Which means, among other things, they have almost unlimited petro-dollars to lobby against Israel....

(Although that's beginning to shift a bit as well...)

 
 
 
Gsquared
Professor Principal
5  Gsquared    3 years ago

Interestingly, I had a Jordanian client about 20 years ago who was staying in the U.S. for a couple of years before she returned home to Jordan.  She told me:  "We have nothing against Israel."  She was Muslim and a truly wonderful person.  One of the most intelligent and nicest people I have ever known.  She also mentioned that her immigration lawyer was an Israeli, to emphasize her point.  I had a Palestinian Lebanese client one time whose wife told me:  "I just wish everyone could live in peace."  They were Christian Palestinians.  I represented several members of their family for different matters, all of whom I liked a lot.  On top of that, I once represented an elderly Egyptian woman, a Muslim, and a professor.  She told me that she loved me, meaning as a person, not romantically, of course.  All of them knew I was Jewish.  All were VERY nice people.  

 
 
 
Buzz of the Orient
Professor Expert
5.1  Buzz of the Orient  replied to  Gsquared @5    3 years ago

The problem is not the people, it is their leadership, the ones who wiil never give up their right to stuff the millions donated by the naive into their Swiss bank accounts.  Keep the hatred going and the donations flowing. 

 
 
 
Gsquared
Professor Principal
5.1.1  Gsquared  replied to  Buzz of the Orient @5.1    3 years ago

That sounds like what's going on here now with Trump and his naive followers.

 
 
 
Krishna
Professor Expert
5.2  Krishna  replied to  Gsquared @5    3 years ago
She told me:  "We have nothing against Israel."  She was Muslim and a truly wonderful person

Not all Muslims hate Israel.

In fact, about 20% of Israeli citizens are Muslims!

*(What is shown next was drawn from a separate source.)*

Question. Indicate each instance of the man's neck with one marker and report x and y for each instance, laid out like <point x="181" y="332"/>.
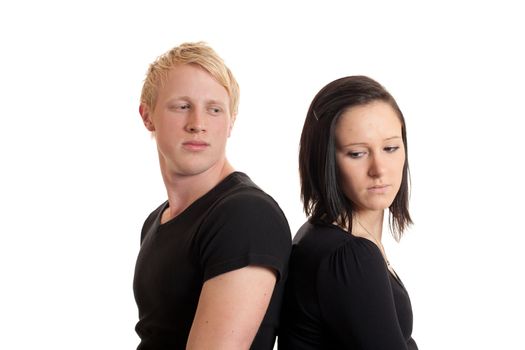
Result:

(Ironically, they have the right to vote-- and there are Muslims in the Israeli  Congress-- rights they would not have in most Arab countries!)

 
 
 
Krishna
Professor Expert
5.2.1  Krishna  replied to  Krishna @5.2    3 years ago

In addition, Israeli Jews (and Druze, a small minority group) are subject to the draft. Others are draft exempt-- but there are Israeli Muslims who volunteer to serve in the military....

 
 
 
Kavika
Professor Principal
5.2.2  Kavika   replied to  Krishna @5.2.1    3 years ago

Unit 585 of the IDF is made up of Arab Christians and Bedouins. 

 
 
 
Buzz of the Orient
Professor Expert
5.2.3  Buzz of the Orient  replied to  Krishna @5.2    3 years ago

Arabs also serve on the judiciary in Israel, and polls have been taken of Israeli Arabs, and they indicate that the vast majority of them would rather live in Israel than ANY Arab or Muslim country.  Yet I have seen on TV Iranian spokespersons call Israel an apartheid state - the HATRED is so real it's palpable. 

 
 
 
Buzz of the Orient
Professor Expert
6  Buzz of the Orient    3 years ago

Talking about mysteries, how many versions of this same article are floating around?